Elephant drinking water at Addo
We left for Africa eleven months ago but my brain refuses to let me believe that it was so long ago. Travel days imprint themselves in my memories.
Watching elephants at Addo
The daily grind of working, writing, cooking, and walking dogs blends into one long uninterrupted day but the discrete hours and minutes while traveling stand out like bejeweled droplets in my mind.
Cacti at Addo National Park
You know what I mean, right?
Elephant with elephant baby
Everyone has those days . . . the first time you step across the border of another state, another country, or a place you have always wanted to go.
Tortoise at Addo
And, those sort of days aren't limited to travel: it's the first day you walk into your first place away from your parents or that first dance when you were so gawky and dressed in that skirt that nobody thought looked good except for you because, well, you didn't really have much of a fashion sense back then.
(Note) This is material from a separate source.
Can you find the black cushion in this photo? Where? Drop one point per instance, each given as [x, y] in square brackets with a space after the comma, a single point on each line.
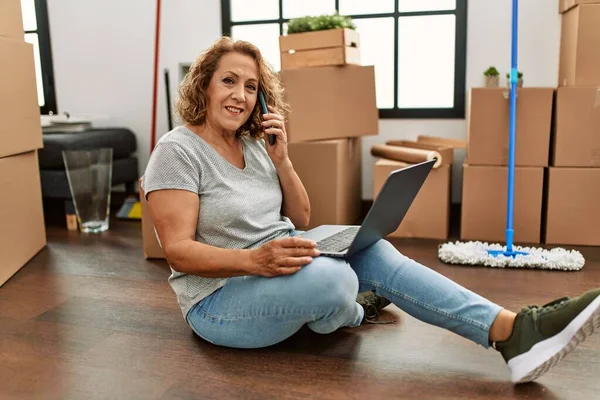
[55, 183]
[121, 140]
You know what I mean.
Dung beetle (it is illegal to run over one of these endangered insects)
Those days are iridescent splotches that refuse to fade to bland nothingness.
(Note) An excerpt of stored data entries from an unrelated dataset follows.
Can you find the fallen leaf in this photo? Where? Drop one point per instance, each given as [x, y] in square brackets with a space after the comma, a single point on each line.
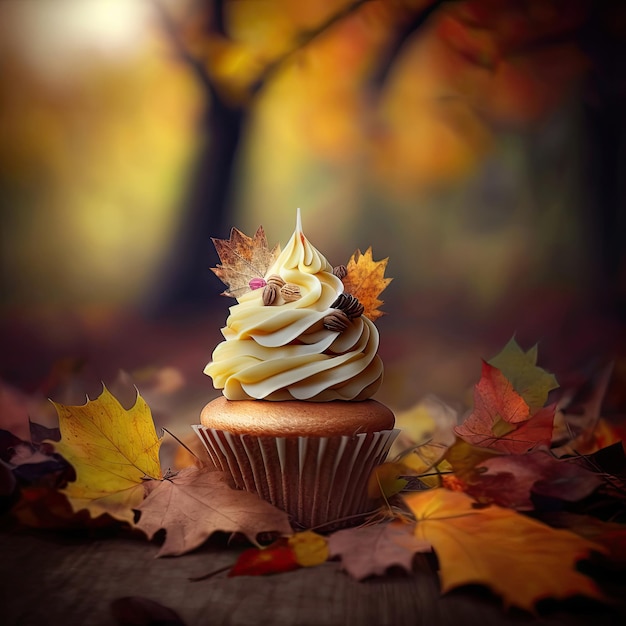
[385, 480]
[609, 534]
[464, 458]
[426, 432]
[501, 418]
[520, 368]
[303, 549]
[578, 425]
[113, 451]
[371, 550]
[197, 502]
[243, 259]
[365, 280]
[511, 479]
[140, 611]
[518, 558]
[310, 549]
[277, 558]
The last couple of weeks in South Africa were like that. I've been putting off writing about them because, yes, I've been busy (and, by busy, I mean frantically checking my e-mail waiting for agents and spending my spare time obsessed with Jack of All Tribes . . . which if you have not found this game yet, you totally need to get on it. It's way better than Farmwhatever.)
Those South African days were just about perfect.
Coyote in Addo
We'd driven from Johannesburg through Kruger to Sodwana Bay (where we had dismal, cold scuba experiences), then Durban, and the beautiful haunting Wild Coast, before we reached Addo. And, Addo surprised us.
The elephants ! Yes, elephants! Oh, man, did we love these elephants.
Elephants in front of our car at Addo
Unlike Kruger , Addo is dry, dry as sandpaper scratching against newly sawn wood.
Elephants walking away
The elephants searched for and huddled around these teeny tiny puddles of water because there wasn't anything bigger at Addo.
Lion basking at Addo
The lions basked in the sun, far from the nearest water source, waiting for the rain to quench their thirst.
Lion and lioness at Addo
And we, we sat in our car, guzzling down our liter bottles of water, letting their sedate faces stamp our memories.